Африканцы в гораздо меньшей степени, чем белые, ощущают рискованность жизни. Иногда во время сафари или на ферме в моменты максимального напряжения я встречалась глазами с моими чернокожими спутниками и, несмотря на расстояние, чувствовала, что они поражены, насколько сильно я ощущаю риск. Это навело меня на мысль, что они несравнимо сильнее нас слиты с течением жизни, подобно рыбам, живущим в водной толще и не способным понять нашего страха утонуть. Эта уверенность, родственная умению плавать, присутствовала в них, по-моему, потому, что они сохранили понятие, утерянное еще нашими праотцами.
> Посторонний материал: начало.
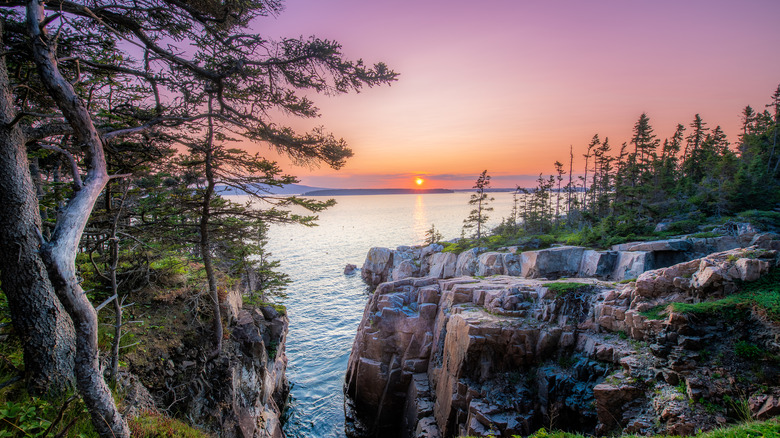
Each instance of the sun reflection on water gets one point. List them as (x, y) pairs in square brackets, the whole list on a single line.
[(421, 224)]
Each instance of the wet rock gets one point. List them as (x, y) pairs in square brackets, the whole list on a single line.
[(443, 265), (467, 262), (630, 264), (405, 269), (599, 264), (490, 263), (378, 266), (553, 262)]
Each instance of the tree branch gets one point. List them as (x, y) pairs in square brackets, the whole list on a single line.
[(74, 166)]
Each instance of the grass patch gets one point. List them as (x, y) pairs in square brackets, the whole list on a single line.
[(762, 296), (706, 235), (564, 288), (153, 425), (656, 312), (748, 351)]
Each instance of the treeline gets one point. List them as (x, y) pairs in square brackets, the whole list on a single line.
[(626, 191)]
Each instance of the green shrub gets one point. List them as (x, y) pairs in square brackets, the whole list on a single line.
[(565, 288), (761, 219), (154, 425), (748, 351)]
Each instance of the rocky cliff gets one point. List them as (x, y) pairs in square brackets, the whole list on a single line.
[(441, 353), (240, 393)]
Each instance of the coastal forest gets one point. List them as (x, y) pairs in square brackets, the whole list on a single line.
[(623, 193), (123, 121)]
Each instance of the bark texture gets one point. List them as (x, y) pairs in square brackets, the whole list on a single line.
[(38, 317), (59, 254)]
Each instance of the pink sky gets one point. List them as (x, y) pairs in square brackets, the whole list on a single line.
[(508, 85)]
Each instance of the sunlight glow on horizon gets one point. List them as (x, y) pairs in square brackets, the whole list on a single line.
[(509, 86)]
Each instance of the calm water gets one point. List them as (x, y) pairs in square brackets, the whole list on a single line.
[(325, 306)]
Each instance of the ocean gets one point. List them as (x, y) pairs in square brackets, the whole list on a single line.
[(325, 306)]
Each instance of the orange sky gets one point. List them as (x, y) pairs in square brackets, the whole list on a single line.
[(507, 86)]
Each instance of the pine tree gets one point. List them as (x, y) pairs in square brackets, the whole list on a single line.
[(480, 200)]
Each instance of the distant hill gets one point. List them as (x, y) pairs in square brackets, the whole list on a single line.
[(489, 190), (353, 192), (290, 189)]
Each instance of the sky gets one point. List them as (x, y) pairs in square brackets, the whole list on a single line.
[(508, 86)]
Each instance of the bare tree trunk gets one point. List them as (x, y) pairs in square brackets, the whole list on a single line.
[(205, 243), (59, 254), (37, 316)]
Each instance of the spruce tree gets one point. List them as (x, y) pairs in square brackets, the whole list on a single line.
[(480, 200)]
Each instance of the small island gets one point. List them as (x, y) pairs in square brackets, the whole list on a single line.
[(358, 192)]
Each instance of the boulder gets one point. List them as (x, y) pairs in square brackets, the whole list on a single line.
[(662, 245), (443, 265), (512, 264), (599, 264), (378, 265), (552, 262), (405, 269), (467, 263), (630, 264)]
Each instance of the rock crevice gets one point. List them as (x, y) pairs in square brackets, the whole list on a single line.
[(508, 354)]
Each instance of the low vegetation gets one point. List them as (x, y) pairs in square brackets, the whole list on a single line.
[(562, 288), (761, 296)]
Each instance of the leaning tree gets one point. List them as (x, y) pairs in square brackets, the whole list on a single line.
[(185, 62)]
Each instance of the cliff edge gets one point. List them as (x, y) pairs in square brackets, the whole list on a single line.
[(442, 353)]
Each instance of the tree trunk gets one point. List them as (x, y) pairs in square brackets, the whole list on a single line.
[(205, 243), (37, 316), (59, 254)]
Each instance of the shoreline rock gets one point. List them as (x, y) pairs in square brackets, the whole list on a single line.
[(507, 354)]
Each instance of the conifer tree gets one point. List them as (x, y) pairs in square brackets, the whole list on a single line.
[(480, 200)]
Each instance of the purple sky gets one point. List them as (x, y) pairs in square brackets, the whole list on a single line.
[(507, 86)]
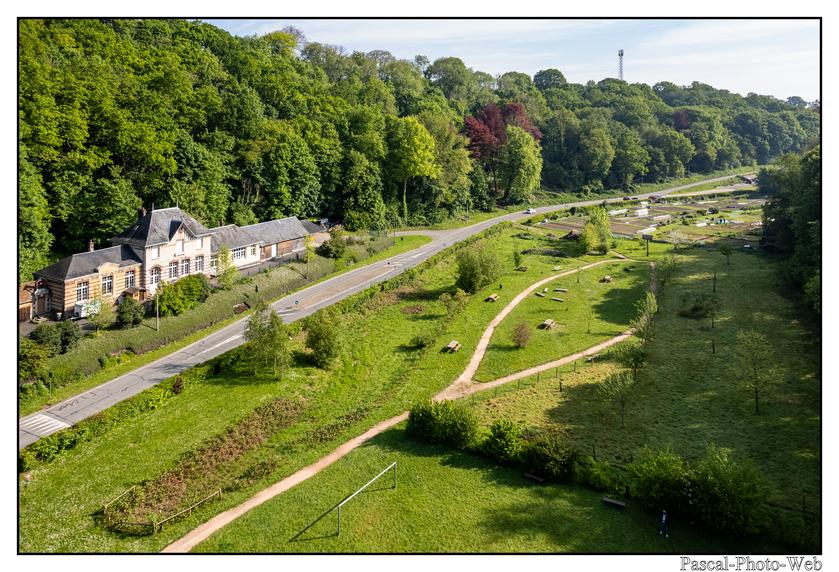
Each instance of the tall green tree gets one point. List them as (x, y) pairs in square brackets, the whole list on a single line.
[(521, 166), (411, 153)]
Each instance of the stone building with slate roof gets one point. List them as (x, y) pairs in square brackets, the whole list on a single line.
[(162, 246)]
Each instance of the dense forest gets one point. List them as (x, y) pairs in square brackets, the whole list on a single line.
[(115, 114), (792, 220)]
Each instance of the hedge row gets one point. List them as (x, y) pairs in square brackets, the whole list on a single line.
[(48, 448)]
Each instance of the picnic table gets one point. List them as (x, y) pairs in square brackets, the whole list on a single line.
[(453, 346)]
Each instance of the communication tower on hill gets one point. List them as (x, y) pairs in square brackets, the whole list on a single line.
[(620, 65)]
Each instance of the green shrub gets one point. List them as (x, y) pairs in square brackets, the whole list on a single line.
[(71, 333), (129, 312), (548, 456), (476, 267), (443, 422), (661, 480), (49, 337), (25, 460), (728, 496), (504, 442), (323, 337), (600, 475), (335, 246)]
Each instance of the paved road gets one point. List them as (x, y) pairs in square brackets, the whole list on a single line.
[(291, 308)]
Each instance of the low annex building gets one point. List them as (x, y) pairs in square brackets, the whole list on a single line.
[(162, 246)]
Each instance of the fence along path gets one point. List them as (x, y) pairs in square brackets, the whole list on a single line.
[(462, 386)]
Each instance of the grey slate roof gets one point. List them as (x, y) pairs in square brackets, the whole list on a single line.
[(232, 236), (158, 227), (86, 263), (280, 230)]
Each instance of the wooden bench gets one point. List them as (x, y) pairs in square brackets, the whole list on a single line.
[(614, 503)]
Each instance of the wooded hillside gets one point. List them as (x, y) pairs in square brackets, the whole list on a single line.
[(117, 114)]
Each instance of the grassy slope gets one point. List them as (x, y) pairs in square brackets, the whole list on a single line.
[(449, 501), (39, 400), (613, 304), (379, 369)]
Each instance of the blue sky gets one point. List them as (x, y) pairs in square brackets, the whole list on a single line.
[(774, 57)]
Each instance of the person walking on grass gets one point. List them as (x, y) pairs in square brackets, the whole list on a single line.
[(664, 524)]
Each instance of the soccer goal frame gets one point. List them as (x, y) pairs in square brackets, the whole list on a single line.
[(349, 498)]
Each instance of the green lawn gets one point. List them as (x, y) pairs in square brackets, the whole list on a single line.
[(687, 396), (449, 501), (281, 279), (612, 303), (378, 375)]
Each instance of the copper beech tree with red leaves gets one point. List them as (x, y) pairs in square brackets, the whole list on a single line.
[(487, 132)]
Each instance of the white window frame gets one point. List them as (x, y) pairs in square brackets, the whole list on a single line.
[(109, 280), (82, 287)]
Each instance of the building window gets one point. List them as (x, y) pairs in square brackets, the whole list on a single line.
[(82, 291)]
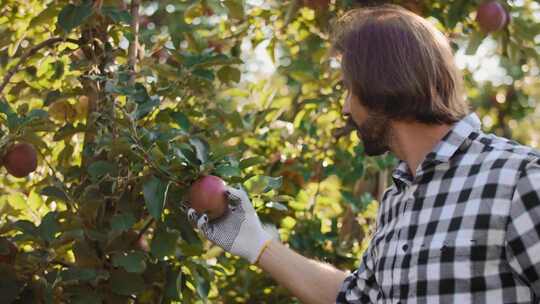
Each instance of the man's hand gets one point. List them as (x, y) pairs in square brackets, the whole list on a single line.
[(239, 231)]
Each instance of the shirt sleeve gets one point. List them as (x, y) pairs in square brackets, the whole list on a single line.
[(360, 286), (523, 230)]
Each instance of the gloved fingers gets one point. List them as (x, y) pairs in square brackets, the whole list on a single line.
[(184, 206), (202, 223), (193, 216), (233, 196)]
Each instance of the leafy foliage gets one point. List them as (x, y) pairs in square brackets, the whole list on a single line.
[(100, 220)]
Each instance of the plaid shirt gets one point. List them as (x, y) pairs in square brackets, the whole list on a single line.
[(466, 229)]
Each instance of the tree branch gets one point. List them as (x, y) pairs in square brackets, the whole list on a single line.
[(14, 69), (133, 47)]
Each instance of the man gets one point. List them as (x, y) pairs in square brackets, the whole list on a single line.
[(461, 222)]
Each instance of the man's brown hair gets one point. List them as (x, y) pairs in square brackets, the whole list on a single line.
[(399, 65)]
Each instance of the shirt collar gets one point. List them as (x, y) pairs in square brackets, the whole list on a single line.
[(458, 137)]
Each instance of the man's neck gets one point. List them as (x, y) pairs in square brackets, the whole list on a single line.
[(411, 142)]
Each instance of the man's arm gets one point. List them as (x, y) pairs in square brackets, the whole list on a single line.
[(309, 280), (522, 233), (241, 233)]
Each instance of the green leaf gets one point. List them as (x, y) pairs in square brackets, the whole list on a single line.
[(235, 8), (262, 184), (25, 227), (71, 16), (204, 74), (276, 206), (154, 196), (182, 120), (10, 287), (202, 282), (46, 16), (134, 261), (116, 14), (164, 243), (475, 40), (49, 227), (273, 183), (54, 192), (78, 274), (13, 119), (227, 170), (229, 74), (146, 108), (67, 131), (251, 161), (125, 283), (100, 168), (201, 149), (122, 222)]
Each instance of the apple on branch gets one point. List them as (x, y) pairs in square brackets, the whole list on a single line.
[(207, 195), (492, 16), (20, 159)]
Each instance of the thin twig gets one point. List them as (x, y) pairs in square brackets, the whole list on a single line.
[(14, 69), (149, 223), (133, 47)]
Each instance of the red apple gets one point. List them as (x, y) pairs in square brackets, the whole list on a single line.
[(8, 251), (207, 195), (491, 16), (20, 159)]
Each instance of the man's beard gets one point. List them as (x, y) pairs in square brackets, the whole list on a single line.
[(375, 134)]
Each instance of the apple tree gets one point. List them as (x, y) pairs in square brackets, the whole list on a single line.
[(111, 109)]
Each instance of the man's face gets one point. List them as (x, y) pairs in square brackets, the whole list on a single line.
[(373, 129)]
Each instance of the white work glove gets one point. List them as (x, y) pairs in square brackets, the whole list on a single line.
[(239, 231)]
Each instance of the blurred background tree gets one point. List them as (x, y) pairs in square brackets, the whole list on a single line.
[(125, 103)]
Африка лучше, чем любой другой континент, научит вас, что Бог и дьявол едины, что это единство существует от веку; африканцы никогда ничего не путают и воспринимают сущность бытия в незамутненном виде.

Во время сафари и в процессе работы на ферме мое знакомство с африканцами постепенно перерастало в тесные, товарищеские отношения. Мы были добрыми друзьями. Я смирилась с тем фактом, что никогда до конца не узнаю и не пойму их, а они знают меня как облупленную и заранее угадывают, какие решения я приму, когда я еще ни на чем не остановилась.
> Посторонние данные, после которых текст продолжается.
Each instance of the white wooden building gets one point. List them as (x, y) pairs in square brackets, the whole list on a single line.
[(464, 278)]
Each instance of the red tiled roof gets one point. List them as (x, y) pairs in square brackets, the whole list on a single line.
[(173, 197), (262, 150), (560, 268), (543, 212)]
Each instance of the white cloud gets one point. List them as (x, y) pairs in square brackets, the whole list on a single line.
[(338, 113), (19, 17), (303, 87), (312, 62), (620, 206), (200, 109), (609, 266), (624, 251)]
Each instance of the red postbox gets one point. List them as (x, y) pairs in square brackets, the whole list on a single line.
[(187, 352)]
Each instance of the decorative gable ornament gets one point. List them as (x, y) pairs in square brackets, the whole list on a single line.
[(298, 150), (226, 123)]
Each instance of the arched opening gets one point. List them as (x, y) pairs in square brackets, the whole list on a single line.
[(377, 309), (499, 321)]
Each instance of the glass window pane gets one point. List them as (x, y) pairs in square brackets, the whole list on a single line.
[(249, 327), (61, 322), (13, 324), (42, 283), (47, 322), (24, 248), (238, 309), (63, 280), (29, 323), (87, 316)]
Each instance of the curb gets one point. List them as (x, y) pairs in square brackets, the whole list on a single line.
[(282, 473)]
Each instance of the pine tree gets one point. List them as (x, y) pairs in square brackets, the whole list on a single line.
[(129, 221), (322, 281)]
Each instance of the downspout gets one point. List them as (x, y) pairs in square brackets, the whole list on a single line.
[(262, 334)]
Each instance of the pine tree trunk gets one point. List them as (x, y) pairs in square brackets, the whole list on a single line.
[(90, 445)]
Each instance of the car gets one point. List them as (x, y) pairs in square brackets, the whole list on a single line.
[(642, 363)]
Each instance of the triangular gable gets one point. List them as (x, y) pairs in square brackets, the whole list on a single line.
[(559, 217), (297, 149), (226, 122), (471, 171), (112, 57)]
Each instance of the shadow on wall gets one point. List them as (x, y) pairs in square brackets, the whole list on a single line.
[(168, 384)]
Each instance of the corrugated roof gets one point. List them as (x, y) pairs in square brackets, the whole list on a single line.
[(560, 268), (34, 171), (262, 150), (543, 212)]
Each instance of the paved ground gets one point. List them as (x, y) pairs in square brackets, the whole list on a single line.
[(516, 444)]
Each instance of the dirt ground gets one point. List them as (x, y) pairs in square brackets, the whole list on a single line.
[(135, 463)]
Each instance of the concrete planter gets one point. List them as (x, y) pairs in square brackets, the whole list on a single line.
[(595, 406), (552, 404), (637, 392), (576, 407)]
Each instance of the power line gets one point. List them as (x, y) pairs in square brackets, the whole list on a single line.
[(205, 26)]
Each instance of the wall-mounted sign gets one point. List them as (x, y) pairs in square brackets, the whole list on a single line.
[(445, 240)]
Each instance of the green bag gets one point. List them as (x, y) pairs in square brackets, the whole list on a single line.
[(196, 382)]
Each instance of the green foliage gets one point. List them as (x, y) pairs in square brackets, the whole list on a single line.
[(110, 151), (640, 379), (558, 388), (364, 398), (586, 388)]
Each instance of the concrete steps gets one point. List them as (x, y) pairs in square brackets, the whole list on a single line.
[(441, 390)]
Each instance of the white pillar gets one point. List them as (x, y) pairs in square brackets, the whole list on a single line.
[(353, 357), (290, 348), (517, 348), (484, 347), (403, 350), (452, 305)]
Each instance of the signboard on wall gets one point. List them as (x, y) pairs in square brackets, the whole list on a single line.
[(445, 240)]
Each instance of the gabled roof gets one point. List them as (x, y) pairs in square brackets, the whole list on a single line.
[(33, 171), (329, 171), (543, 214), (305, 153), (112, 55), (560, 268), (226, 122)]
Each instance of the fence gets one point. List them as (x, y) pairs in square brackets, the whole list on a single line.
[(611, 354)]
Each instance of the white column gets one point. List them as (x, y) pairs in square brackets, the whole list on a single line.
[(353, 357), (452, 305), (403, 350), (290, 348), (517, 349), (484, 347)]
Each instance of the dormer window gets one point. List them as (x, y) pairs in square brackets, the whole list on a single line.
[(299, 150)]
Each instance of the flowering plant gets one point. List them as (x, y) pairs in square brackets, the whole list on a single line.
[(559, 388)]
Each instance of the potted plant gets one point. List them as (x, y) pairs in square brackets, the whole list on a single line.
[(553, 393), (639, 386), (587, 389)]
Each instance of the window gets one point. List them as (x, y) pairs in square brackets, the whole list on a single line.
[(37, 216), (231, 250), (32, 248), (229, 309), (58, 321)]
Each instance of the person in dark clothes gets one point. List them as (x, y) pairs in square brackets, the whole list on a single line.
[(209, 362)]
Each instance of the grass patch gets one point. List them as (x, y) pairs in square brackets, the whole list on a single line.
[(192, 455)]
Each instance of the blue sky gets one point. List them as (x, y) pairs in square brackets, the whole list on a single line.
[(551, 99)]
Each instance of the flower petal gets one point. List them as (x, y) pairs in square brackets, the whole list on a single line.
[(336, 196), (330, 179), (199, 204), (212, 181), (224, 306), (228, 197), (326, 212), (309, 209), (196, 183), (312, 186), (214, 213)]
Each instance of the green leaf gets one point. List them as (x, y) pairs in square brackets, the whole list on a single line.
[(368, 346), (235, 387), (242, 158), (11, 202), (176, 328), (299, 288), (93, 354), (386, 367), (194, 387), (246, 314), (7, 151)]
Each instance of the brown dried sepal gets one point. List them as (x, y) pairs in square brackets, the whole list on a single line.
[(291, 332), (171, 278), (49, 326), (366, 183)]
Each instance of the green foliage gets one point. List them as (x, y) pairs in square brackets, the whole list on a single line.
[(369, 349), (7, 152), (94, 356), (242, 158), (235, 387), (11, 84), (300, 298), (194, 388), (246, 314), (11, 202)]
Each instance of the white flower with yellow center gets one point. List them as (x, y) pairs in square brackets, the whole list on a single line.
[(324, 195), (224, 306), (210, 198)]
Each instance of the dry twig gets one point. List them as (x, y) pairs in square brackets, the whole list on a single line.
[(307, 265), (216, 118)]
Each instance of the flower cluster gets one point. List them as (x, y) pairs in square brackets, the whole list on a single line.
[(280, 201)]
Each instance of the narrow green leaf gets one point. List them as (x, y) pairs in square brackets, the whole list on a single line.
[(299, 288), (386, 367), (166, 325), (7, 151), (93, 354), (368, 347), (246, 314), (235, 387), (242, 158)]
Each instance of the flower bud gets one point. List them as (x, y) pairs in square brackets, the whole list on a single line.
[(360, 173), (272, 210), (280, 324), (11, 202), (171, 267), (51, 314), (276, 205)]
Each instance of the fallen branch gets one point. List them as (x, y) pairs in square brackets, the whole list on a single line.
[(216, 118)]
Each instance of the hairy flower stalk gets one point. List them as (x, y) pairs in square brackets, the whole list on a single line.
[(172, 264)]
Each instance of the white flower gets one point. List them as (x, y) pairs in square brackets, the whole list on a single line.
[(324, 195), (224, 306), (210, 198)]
Одно время у меня была маленькая ферма в Гиль-Гиль, где мне приходилось жить в палатке; я путешествовала между Гиль-Гиль и Нгонг на поезде. В Гиль-Гиль дождь мог заставить меня принять мгновенное решение ехать в Нгонг. Но когда я доезжала до Кикуйю — нашей железнодорожной станции, откуда до фермы еще оставалось десять миль, там меня обязательно поджидал человек с фермы и мул. На мой вопрос, как они догадались о моем возвращении, они отводили глаза или испытывали смущение, словно им было страшно или скучно; точно так же реагировали бы мы с вами, если бы глухой потребовал объяснить ему словами симфонию.
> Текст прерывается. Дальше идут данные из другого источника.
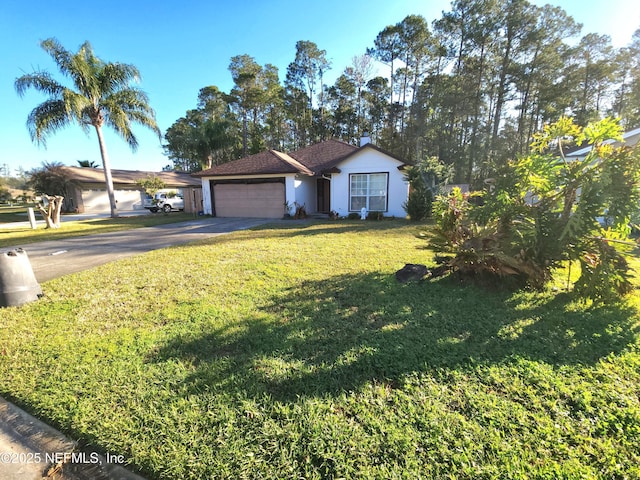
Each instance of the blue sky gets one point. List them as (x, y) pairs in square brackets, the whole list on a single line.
[(180, 47)]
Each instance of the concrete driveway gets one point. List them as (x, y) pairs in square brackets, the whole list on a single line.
[(61, 257)]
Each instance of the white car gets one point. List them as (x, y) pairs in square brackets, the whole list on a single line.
[(165, 202)]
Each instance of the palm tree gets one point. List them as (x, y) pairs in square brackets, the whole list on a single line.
[(101, 95)]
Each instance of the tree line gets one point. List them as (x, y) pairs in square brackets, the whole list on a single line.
[(470, 89)]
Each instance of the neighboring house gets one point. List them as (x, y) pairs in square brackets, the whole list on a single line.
[(629, 139), (331, 176), (88, 192)]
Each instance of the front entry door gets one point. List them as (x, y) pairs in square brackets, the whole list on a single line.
[(324, 195)]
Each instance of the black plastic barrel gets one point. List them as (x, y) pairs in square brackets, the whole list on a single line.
[(18, 284)]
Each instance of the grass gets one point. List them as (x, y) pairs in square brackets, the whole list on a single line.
[(292, 352), (20, 235)]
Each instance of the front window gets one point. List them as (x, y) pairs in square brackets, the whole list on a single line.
[(368, 190)]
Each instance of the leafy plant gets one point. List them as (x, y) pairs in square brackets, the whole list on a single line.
[(542, 210)]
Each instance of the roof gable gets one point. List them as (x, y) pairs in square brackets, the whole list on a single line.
[(324, 156)]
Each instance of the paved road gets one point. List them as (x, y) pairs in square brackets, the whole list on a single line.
[(61, 257)]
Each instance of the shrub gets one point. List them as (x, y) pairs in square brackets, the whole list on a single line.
[(542, 211)]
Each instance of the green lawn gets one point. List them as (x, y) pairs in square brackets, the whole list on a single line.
[(291, 352), (19, 234)]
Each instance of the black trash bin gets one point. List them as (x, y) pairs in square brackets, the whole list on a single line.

Когда же африканцы не ожидали от нас резких движений и внезапных звуков, то беседовали с нами с гораздо большей открытостью, чем беседуют друг с другом европейцы. Положиться на их правдивость было невозможно, зато искренности им было не занимать. В мире местных жителей большое значение имеет доброе имя, иначе именуемое престижем. Наступал момент, когда вам выносилось нечто вроде коллективного приговора, против которого уже никто не поднимет голоса.

Порой жизнь на ферме становилась очень одинокой в вечернем безмолвии, когда истекали одна за другой бесчисленные минуты и меня как будто в том же самом ритме покидала по капле жизнь, настолько мне не хватало белого собеседника. Однако я никогда не переставала чувствовать безмолвное присутствие африканцев, чье существование протекало параллельно моему, но в другой плоскости. Наши души обменивались звучным эхо.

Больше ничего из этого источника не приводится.